The airline is rolling out Apple Pay on select flights between New York City's John F. Kennedy airport and airports in San Francisco and Los Angeles starting next week. By June, 3,500 flight attendants will be able to accept mobile payments using new iPad minis in NFC-compatible cases on all JetBlue flights. The cases will also accept traditional credit and debit cards if you don't have an iPhone 6 or 6 Plus. Later this year, JetBlue is also integrating Apple Pay into its own mobile app so passengers can make purchases, and the company said customers won't need to purchase Wi-Fi as part of their transactions.
JetBlue is limiting its mobile payment acceptance to Apple Pay for now, though a rep for the airline told USA Today that other systems like Google Wallet might be accepted "down the road."
This gives Apple an advantage in its quest to take mobile payments mainstream. Once JetBlue passengers get used to paying for drinks, snacks, and seat upgrades with their phones, they'll start to expect it on all airlines.
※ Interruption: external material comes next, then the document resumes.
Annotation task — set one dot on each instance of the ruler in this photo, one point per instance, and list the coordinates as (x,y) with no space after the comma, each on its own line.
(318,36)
We expected airlines to accept Apple Pay at some point, given their adoption of Apple devices for in-flight service. United plans to outfit 23,000 flight attendants with an iPhone 6 Plus for in-air use this year, though it's unclear if the airline will also adopt Apple Pay.
"Somebody else doing it always puts pressure on the other guy," Eddy Cue, Apple's senior vice president for Internet software and services, told USA Today.
Apple has spent the last few months methodically adding new retail partners and support for smaller banks and credit unions. Apple Pay didn't start an overnight mobile payment revolution, but the service has definitely advanced the cause, which is more than competing products can claim.